Raquel tinha sido condenada em 2023 e se encontrava em prisão domiciliar em Joinville (SC). No dia 4 de março de 2024, quando ainda respondia a recursos, ela quebrou sua tornozeleira e fugiu para a Argentina com um grupo de outros militantes bolsonaristas. O Brasil emitiu um mandado de prisão contra ela.
A foragida ficou na Argentina até novembro daquele ano, quando o país passou a prender fugitivos brasileiros. Ela se uniu a um grupo de militantes e novamente fugiu. A Interpol do Peru realizou um registro da entrada de Raquel pela fronteira de Santa Rosa em 19 de novembro. Ela ainda seguiu para a Colômbia e México.
Já em 12 de janeiro de 2025, Raquel cruzou a fronteira do México com o Texas, nos EUA. A Polícia de Imigração e Alfândega dos EUA (ICE) afirmou em reportagem ao UOL que ela foi presa por imigração ilegal e que seria deportada.

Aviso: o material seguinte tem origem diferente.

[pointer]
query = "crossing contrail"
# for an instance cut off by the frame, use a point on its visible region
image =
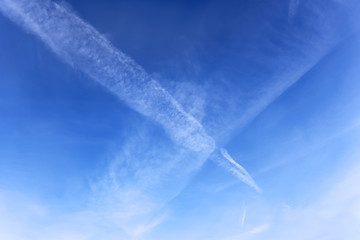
(84, 48)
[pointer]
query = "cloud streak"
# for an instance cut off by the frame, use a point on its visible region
(80, 45)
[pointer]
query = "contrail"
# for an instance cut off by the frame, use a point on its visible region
(80, 45)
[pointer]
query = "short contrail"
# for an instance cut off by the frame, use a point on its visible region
(84, 48)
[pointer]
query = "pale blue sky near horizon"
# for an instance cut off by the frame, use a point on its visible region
(275, 83)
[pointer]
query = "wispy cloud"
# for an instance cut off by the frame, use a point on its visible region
(80, 45)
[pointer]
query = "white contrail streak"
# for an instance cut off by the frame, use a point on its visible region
(84, 48)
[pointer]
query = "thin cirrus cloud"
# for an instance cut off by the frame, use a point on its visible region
(81, 46)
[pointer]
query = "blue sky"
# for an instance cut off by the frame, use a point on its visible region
(219, 120)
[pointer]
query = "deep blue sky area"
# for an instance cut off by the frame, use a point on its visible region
(146, 120)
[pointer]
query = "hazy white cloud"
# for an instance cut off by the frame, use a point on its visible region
(80, 45)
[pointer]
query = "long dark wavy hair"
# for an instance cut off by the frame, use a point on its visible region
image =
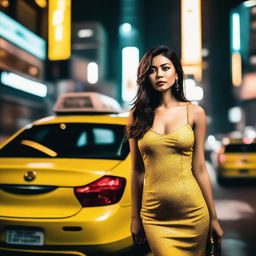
(147, 98)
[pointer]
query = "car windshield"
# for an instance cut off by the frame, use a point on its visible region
(69, 140)
(238, 148)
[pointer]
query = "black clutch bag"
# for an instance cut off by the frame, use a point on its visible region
(213, 247)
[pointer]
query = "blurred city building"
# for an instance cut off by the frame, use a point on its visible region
(106, 41)
(243, 61)
(22, 64)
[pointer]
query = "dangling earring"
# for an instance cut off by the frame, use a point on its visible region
(176, 86)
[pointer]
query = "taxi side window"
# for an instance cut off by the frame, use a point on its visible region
(103, 136)
(82, 140)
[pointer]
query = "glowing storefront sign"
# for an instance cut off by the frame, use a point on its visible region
(23, 84)
(130, 61)
(59, 34)
(17, 34)
(191, 31)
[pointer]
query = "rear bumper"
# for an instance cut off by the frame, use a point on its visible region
(236, 173)
(97, 229)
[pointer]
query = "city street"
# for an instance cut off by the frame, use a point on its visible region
(236, 207)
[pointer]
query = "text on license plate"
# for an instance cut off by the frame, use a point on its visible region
(27, 237)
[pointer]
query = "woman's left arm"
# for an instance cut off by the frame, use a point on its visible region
(199, 167)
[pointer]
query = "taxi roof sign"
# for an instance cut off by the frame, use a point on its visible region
(86, 102)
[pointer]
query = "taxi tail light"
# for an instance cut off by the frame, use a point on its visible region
(222, 158)
(107, 190)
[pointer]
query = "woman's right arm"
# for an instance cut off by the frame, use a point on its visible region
(137, 177)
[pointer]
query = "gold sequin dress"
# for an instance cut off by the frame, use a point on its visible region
(174, 213)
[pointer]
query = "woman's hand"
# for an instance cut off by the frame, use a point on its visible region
(137, 231)
(216, 228)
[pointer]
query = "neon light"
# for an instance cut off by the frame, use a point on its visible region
(126, 27)
(85, 33)
(23, 84)
(130, 61)
(59, 32)
(92, 73)
(249, 3)
(22, 37)
(191, 32)
(236, 31)
(236, 69)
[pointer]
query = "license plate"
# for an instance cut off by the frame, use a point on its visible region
(244, 171)
(25, 237)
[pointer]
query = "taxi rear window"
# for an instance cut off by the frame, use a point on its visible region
(237, 148)
(69, 140)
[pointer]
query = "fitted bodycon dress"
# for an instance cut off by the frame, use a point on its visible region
(174, 213)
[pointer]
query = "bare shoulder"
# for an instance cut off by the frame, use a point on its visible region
(130, 116)
(197, 113)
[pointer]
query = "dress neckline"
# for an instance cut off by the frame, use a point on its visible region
(170, 133)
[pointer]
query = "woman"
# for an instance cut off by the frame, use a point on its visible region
(172, 201)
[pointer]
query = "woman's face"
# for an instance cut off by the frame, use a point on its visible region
(162, 73)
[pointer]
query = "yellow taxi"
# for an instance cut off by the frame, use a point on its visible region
(65, 183)
(236, 159)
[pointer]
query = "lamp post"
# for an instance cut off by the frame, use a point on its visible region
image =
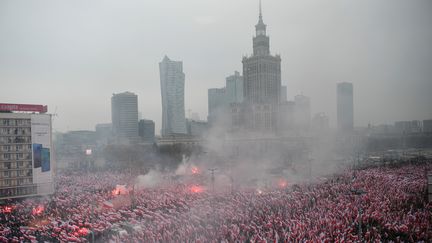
(359, 192)
(212, 177)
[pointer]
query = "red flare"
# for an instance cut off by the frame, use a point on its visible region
(38, 210)
(282, 183)
(195, 170)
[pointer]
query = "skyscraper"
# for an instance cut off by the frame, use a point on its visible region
(124, 114)
(262, 84)
(302, 112)
(234, 88)
(345, 107)
(284, 95)
(217, 104)
(261, 71)
(172, 90)
(146, 130)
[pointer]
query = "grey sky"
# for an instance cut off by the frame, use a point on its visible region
(74, 54)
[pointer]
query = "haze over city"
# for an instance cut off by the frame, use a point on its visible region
(72, 56)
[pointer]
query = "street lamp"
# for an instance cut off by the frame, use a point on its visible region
(359, 192)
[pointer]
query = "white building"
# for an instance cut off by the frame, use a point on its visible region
(26, 158)
(234, 88)
(172, 81)
(302, 112)
(124, 114)
(345, 107)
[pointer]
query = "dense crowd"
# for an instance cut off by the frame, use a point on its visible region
(373, 204)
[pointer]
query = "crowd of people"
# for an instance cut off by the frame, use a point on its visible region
(373, 204)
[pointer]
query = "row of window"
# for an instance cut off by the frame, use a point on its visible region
(15, 131)
(15, 122)
(13, 139)
(17, 191)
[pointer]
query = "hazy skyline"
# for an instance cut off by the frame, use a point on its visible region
(74, 55)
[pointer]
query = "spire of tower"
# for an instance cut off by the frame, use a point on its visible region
(260, 10)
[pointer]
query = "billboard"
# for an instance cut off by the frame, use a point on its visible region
(41, 153)
(23, 107)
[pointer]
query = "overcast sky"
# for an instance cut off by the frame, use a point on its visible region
(72, 55)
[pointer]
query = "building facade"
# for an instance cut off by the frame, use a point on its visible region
(345, 107)
(217, 104)
(26, 161)
(146, 130)
(124, 114)
(172, 81)
(302, 112)
(261, 85)
(234, 88)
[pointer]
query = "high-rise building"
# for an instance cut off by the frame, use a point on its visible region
(146, 130)
(320, 122)
(302, 112)
(427, 125)
(284, 96)
(345, 107)
(26, 158)
(103, 133)
(234, 88)
(217, 104)
(172, 81)
(124, 114)
(262, 71)
(262, 84)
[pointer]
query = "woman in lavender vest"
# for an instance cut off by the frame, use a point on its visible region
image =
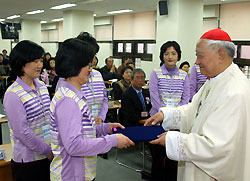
(169, 86)
(26, 103)
(75, 137)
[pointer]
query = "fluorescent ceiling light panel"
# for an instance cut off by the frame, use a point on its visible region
(56, 20)
(63, 6)
(35, 12)
(13, 17)
(120, 11)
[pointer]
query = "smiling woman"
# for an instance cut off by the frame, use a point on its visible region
(169, 87)
(74, 136)
(29, 123)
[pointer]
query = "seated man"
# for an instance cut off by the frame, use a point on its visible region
(109, 71)
(135, 102)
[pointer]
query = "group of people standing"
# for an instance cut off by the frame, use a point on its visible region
(58, 139)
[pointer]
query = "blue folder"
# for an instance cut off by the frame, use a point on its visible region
(141, 133)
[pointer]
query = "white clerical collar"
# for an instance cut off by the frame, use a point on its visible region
(219, 75)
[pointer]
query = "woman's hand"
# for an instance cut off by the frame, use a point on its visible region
(160, 140)
(123, 141)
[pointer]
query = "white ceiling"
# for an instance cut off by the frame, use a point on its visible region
(99, 7)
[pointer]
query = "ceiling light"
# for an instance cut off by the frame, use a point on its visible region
(56, 20)
(120, 11)
(63, 6)
(35, 12)
(13, 17)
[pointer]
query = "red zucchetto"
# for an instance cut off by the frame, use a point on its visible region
(216, 34)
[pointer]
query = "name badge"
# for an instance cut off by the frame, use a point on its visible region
(170, 102)
(46, 132)
(144, 114)
(94, 110)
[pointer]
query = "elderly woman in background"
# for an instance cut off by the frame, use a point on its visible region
(185, 66)
(122, 85)
(169, 87)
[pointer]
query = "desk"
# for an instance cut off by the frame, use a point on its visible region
(2, 120)
(5, 169)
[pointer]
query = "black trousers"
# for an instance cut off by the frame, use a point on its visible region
(31, 171)
(163, 169)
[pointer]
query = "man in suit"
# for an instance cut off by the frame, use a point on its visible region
(135, 102)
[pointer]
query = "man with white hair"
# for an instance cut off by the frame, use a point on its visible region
(214, 138)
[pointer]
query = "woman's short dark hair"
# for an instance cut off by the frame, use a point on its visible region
(184, 63)
(72, 55)
(96, 60)
(85, 36)
(168, 44)
(126, 68)
(24, 52)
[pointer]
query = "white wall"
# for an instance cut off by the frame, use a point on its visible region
(235, 19)
(134, 26)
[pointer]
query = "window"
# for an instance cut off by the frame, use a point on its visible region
(242, 55)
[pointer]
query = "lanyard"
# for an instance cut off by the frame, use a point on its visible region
(171, 84)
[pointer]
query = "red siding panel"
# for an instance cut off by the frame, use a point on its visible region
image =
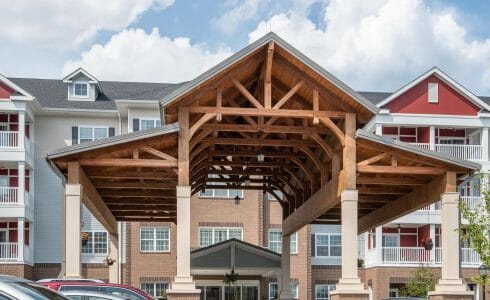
(415, 101)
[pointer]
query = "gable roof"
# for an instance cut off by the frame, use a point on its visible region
(269, 37)
(444, 77)
(14, 86)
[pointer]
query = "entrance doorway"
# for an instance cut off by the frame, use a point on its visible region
(225, 292)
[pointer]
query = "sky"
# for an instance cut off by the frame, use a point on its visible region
(376, 45)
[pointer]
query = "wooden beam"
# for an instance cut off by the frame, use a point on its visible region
(125, 162)
(92, 199)
(334, 128)
(247, 111)
(195, 127)
(268, 76)
(243, 90)
(184, 140)
(288, 95)
(374, 159)
(324, 199)
(400, 170)
(418, 198)
(158, 153)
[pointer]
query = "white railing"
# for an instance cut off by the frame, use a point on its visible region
(8, 251)
(9, 195)
(9, 139)
(425, 146)
(471, 202)
(470, 257)
(466, 152)
(405, 255)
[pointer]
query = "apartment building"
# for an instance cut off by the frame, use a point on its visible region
(41, 115)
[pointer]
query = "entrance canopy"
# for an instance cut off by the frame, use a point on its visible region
(269, 119)
(244, 258)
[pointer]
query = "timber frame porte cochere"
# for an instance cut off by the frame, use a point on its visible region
(267, 118)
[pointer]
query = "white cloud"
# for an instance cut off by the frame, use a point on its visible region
(134, 55)
(68, 23)
(380, 44)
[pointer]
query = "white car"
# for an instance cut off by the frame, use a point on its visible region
(87, 295)
(69, 279)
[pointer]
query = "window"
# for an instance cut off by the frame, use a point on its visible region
(433, 92)
(275, 241)
(149, 123)
(212, 235)
(274, 293)
(96, 244)
(154, 239)
(220, 193)
(391, 240)
(328, 245)
(322, 291)
(155, 289)
(80, 89)
(88, 134)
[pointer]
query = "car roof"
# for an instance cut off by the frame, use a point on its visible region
(93, 294)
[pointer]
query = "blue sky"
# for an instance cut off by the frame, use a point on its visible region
(174, 40)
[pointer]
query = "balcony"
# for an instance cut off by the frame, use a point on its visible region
(464, 152)
(418, 255)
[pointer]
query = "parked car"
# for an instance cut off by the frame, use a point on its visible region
(85, 295)
(13, 288)
(106, 288)
(71, 280)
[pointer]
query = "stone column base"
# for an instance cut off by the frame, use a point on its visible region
(349, 295)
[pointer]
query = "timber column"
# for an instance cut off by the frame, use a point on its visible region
(349, 286)
(183, 286)
(450, 286)
(73, 223)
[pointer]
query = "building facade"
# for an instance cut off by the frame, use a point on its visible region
(39, 115)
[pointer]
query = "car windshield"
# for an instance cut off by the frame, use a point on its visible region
(38, 292)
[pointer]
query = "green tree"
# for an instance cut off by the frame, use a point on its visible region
(422, 281)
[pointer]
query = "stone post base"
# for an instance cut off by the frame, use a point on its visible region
(350, 295)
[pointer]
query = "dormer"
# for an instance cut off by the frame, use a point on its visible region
(82, 86)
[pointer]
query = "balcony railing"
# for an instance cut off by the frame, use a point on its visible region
(405, 255)
(9, 195)
(9, 139)
(466, 152)
(8, 251)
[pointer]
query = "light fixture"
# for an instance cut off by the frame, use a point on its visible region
(260, 156)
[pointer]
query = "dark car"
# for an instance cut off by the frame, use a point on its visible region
(123, 290)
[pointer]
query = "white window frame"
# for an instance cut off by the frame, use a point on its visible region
(433, 92)
(329, 246)
(154, 294)
(92, 233)
(93, 131)
(149, 119)
(154, 240)
(330, 288)
(80, 83)
(213, 234)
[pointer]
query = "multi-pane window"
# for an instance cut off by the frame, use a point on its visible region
(220, 193)
(322, 291)
(80, 89)
(149, 123)
(154, 239)
(275, 241)
(96, 244)
(88, 134)
(328, 245)
(212, 235)
(155, 289)
(274, 290)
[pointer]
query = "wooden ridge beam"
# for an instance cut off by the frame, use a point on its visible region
(400, 170)
(127, 162)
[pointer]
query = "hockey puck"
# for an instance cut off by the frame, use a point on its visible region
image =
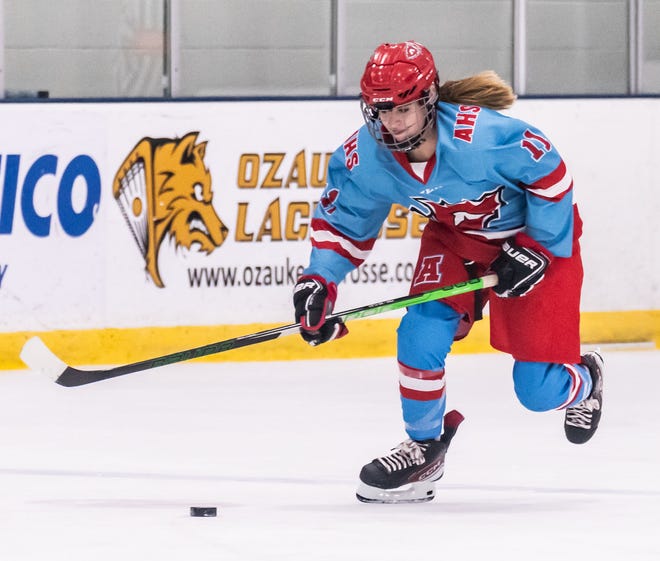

Tentativa de ficar nos EUA
Raquel ainda contratou advogados e tentou recorrer para permanecer em solo estadunidense. Ela esteve presa, em Raymondsville, no Texas. No entanto, em julho passado, seu recurso foi negado e foi mantida sua ordem de deportação. Ela tentou novamente recorrer, mas em 14 de janeiro deste ano, os EUA negaram novo recurso da defesa de Raquel.
Depois de passar mais de um ano presa nos Estados Unidos, Raquel foi colocada em um avião com outros imigrantes deportados rumo à América do Sul. No Brasil, ela foi detida pela Polícia Federal e agora deve cumprir sua pena de 17 anos de cadeia no país.